On Wednesday, August 22, 2018, at 7:00 PM, John C. Campbell
Folk School (JCCFS) and NC Writers' Network-West (NCWN-West) will sponsor The
Literary Hour at the JCCFS, Brasstown, NC. The Literary Hour is usually held on
the third Thursday of the month unless otherwise indicated. This reading is
free of charge and open to the public. This month's featured readers will be
Catherine Carter, Joan Howard, and Karen Luke Jackson.
Catherine Carter lives with her husband in Cullowhee, near
Western Carolina University, where she teaches in the English Education and
Professional Writing programs. Her full-length collections of poetry include The Swamp Monster at Home (LSU Press,
2012) The Memory of Gills (LSU,
2006), and Larvae of the Nearest Stars
(forthcoming from LSU, fall 2019. The Memory of Gills received the 2007
Roanoke-Chowan Award from the North Carolina Literary and Historical
Association; her chapbook Marks of the
Witch won Jacar Press’ 2014 chapbook contest; other awards include the 2018
James Applewhite Poetry Award from the North Carolina Literary Review, the 2014
Poet Laureate’s award from the North Carolina Poetry Society, the 2013 poetry
award from Still: The Journal, and
numerous Pushcart nominations. Her work has also appeared in Best American Poetry 2009, Orion, Poetry,
Asheville Poetry Review, Tar River Review, and Ploughshares, among others.
Carter is assistant poetry editor at Cider Press Review and the Jackson County regional representative
for NCWN-West. Carter blogs at: https://catherinecarterpoetry.com/.

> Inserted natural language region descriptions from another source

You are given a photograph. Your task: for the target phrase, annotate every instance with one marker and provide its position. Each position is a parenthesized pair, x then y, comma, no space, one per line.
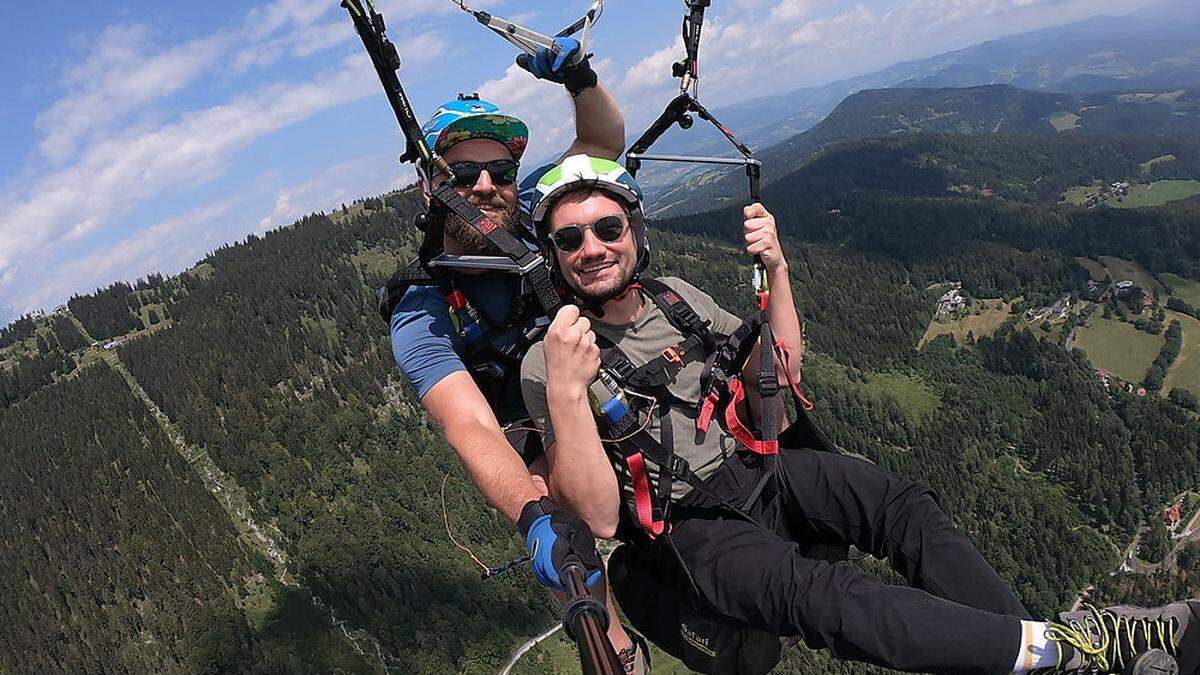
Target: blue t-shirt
(427,347)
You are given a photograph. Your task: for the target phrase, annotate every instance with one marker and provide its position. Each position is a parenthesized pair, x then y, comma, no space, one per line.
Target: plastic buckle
(768,386)
(706,412)
(678,466)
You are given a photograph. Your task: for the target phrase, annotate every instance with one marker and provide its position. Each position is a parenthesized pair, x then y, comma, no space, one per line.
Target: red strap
(456,299)
(642,496)
(785,357)
(738,430)
(706,412)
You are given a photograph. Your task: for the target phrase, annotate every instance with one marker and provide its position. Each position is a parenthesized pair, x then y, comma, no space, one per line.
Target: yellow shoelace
(1104,637)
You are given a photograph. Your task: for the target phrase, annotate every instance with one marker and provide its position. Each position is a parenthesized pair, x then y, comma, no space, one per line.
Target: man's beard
(600,294)
(472,242)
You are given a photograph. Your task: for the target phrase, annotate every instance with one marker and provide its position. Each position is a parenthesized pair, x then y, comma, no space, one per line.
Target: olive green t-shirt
(642,341)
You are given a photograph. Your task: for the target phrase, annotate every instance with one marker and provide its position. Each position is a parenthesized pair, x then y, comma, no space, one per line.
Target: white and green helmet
(583,172)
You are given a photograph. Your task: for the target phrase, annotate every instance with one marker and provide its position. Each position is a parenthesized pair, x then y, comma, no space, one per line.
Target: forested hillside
(1050,139)
(1149,51)
(269,360)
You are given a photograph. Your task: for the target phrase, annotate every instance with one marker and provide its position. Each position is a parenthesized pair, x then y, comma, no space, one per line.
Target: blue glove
(553,537)
(553,65)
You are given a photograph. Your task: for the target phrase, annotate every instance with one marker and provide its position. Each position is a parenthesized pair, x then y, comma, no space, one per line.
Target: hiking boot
(1123,639)
(1153,662)
(635,659)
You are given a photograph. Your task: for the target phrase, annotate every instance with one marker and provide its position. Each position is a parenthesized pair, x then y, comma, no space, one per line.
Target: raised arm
(457,406)
(581,478)
(599,125)
(762,240)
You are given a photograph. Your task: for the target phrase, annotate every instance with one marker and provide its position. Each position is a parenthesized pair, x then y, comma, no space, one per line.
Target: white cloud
(544,106)
(343,183)
(167,246)
(117,174)
(118,78)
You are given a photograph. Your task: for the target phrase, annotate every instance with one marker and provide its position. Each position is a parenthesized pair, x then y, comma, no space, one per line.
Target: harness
(621,386)
(515,256)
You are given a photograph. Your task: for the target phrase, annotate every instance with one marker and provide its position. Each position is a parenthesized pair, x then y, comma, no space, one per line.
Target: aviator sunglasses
(503,172)
(569,238)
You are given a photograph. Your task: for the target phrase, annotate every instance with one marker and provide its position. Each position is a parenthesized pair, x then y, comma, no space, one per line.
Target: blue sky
(138,136)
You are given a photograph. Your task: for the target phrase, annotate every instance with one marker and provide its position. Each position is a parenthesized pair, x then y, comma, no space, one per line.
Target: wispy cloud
(117,141)
(119,77)
(339,184)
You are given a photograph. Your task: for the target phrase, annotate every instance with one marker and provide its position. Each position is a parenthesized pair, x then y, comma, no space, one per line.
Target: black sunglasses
(503,172)
(569,238)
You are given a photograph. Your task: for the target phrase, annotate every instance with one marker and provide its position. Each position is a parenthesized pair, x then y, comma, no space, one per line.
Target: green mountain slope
(275,366)
(1152,49)
(994,109)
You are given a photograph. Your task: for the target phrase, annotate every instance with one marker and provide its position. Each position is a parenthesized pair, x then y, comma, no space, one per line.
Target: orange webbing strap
(642,500)
(739,431)
(785,357)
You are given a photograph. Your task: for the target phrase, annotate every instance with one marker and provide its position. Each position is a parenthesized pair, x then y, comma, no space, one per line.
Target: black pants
(958,615)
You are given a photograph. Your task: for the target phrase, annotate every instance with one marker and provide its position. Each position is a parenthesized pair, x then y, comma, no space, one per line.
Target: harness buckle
(672,354)
(678,467)
(768,384)
(706,412)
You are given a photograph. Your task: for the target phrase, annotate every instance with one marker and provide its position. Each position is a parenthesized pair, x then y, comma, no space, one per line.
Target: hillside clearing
(1093,268)
(990,315)
(1121,269)
(1156,193)
(911,393)
(1159,160)
(1185,372)
(1065,121)
(1119,347)
(1187,290)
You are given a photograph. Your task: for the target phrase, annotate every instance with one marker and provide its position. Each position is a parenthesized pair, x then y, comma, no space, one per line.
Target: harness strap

Joan M. Howard's poetry has been published in POEM, The Road Not Taken:The Journal of
Formal Poetry, the Aurorean, Lucid Rhythms, Victorian Violet, the Wayfarer
and other literary journals. She
published the book Death and Empathy: My
Sister Web, in 2017, available on Amazon.com. Her latest book, Jack, Love and the Daily Grail, is available from Kelsay
publications and Amazon.com.
Howard is a former
teacher with an MA in German and English literature and member of the North
Carolina Writers' Network West and North Carolina Writers Network. She enjoys birding and kayaking on the
beautiful waters of Lake Chatuge near Hiawassee, Georgia.
Karen Luke Jackson’s oral history background and contemplative
practices provide a latticework for her writing. Her poems and stories have appeared or are
forthcoming in Kakalak, Alive Now,
Ruminate, moonShine review, Emrys, TOWN Magazine, The Great Smokies Review,
Broad River Review, Presence: An International Journal of Spiritual Direction,
and two anthologies featuring western North Carolina writers.
Jackson lives in Flat Rock, North Carolina, holds a
doctorate in education from North Carolina State University, and is a retreat
leader with the Center for Courage & Renewal.